In fact, a recent study suggests that among local residents aged 50 and older, 7 per cent of men and 13 per cent of women suffer from osteoarthritis – an age-related condition that causes excruciating pain in the knee and other joints.
Within the next several years these numbers are expected to rise dramatically. The South China Posts reports that some 21 per cent of local residents are expected to be 65 or older, showing the connection to increasing levels of osteoarthritis.
Yet as long as we have compassionate inventors like Mr. Chi-Hung, the field of regenerative medicine can arm itself with more weapons to fight chronic joint pain without necessarily resorting to risky surgery.
The Minnesota Violinist With Healing Strings To Her Bow
Our next inventor, and much closer to home this time, is a young violinist from Mendota Heights, Minnesota, who happily plucked those musical strings from three years old until she was diagnosed with Rheumatoid Arthritis at age nine.
The condition was especially prominent in her hands and wrist joints, but she refused to let this stop her from pursuing her musical vocation.
Normally, arthritis only affects those much older. Sarah Betts was indeed unlucky, but she used this misfortune to become a medical entrepreneur.
As time went on Sarah noticed that the more she played her violin, the less pain and swelling her left hand that presses the strings appeared to have compared to her right hand that holds the bow.
This, she thought to herself, was a surprising discovery. Most of the doctors and experts who examined her seemed to have missed this development.

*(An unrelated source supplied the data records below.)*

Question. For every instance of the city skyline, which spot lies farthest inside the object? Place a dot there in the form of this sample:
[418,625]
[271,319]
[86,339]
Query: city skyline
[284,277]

This curiosity became the genesis for a new device she invented to help strengthen and mobilize the joints in the right hand.

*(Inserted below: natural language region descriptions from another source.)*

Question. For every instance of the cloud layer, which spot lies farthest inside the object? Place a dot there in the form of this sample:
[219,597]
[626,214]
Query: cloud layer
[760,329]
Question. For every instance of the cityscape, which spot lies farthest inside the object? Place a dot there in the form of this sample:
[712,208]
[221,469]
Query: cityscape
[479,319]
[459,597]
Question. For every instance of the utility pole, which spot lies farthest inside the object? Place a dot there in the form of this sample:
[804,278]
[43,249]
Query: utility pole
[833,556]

She coined the orthopedic hand exercise device, ViEx, and industrially went about securing two patents for her medical invention.
"It has recycled violin strings that you can press down on top of a 3D printed base. Exercises take 10 minutes a day," she said.

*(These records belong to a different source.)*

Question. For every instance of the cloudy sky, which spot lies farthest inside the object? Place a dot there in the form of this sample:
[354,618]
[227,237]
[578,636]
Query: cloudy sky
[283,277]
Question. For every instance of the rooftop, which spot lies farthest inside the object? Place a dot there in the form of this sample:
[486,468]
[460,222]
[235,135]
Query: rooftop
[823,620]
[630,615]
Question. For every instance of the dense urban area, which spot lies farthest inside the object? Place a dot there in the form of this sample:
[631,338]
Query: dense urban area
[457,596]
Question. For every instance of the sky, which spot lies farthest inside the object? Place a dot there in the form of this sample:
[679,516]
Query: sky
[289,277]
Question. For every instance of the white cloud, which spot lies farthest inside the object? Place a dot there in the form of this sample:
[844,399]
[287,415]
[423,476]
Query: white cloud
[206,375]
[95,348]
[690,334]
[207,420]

The device is now being trialed at several orthopedic centers and received glowing reviews from onsite staff.
Now aged eighteen she has even built up an outreach programs to help the elderly benefit from her device.
"One lady, she could barely open her hand. Now, she's been using it for about a year and a half, and I mean, she can move her hand," Sarah said.
The device is highly affordable, priced at a paltry $3, but the young lady believes she make it even cheaper! See in her action below at a statewide graduation recital - she is quite impressive.
An Intersection of Science, Hope & Entrepreneurship
The preceding discussion shows the symbiotic relationship between osteopathic clinics, cellular treatment breakthroughs, physical rehabilitation and the allied contributions of medical device inventors in America and elsewhere.
The most advanced stem cell treatment protocols rely on using a functional approach to guide the initial Comprehensive Medical Assessment (CMA) and combine with physical therapists to develop a holistic treatment plan that will give the fastest and most productive healing approach for our patients.
But we must also be proactive and find new ancillary - often simple tools - that aid in this process. In this respect, we watch the medical device field closely and cheer the progress of inventors like Kwok in Hong Kong and Sarah in Minnesota who used the power of observation and love to combat the awful effects of arthritis that plague all of us as we age.
If there is a commonality among the three approaches mentioned above, it is probably compassion. Without this attribute we cannot develop careful approaches that meets the individual’s own unique physiology and medical history.
This is the driving force behind regenerative medicine which has now entered a new golden age of research, development and treatment protocols that we believe hold the key to aging gracefully without pain, while still enjoying a high degree of mobility.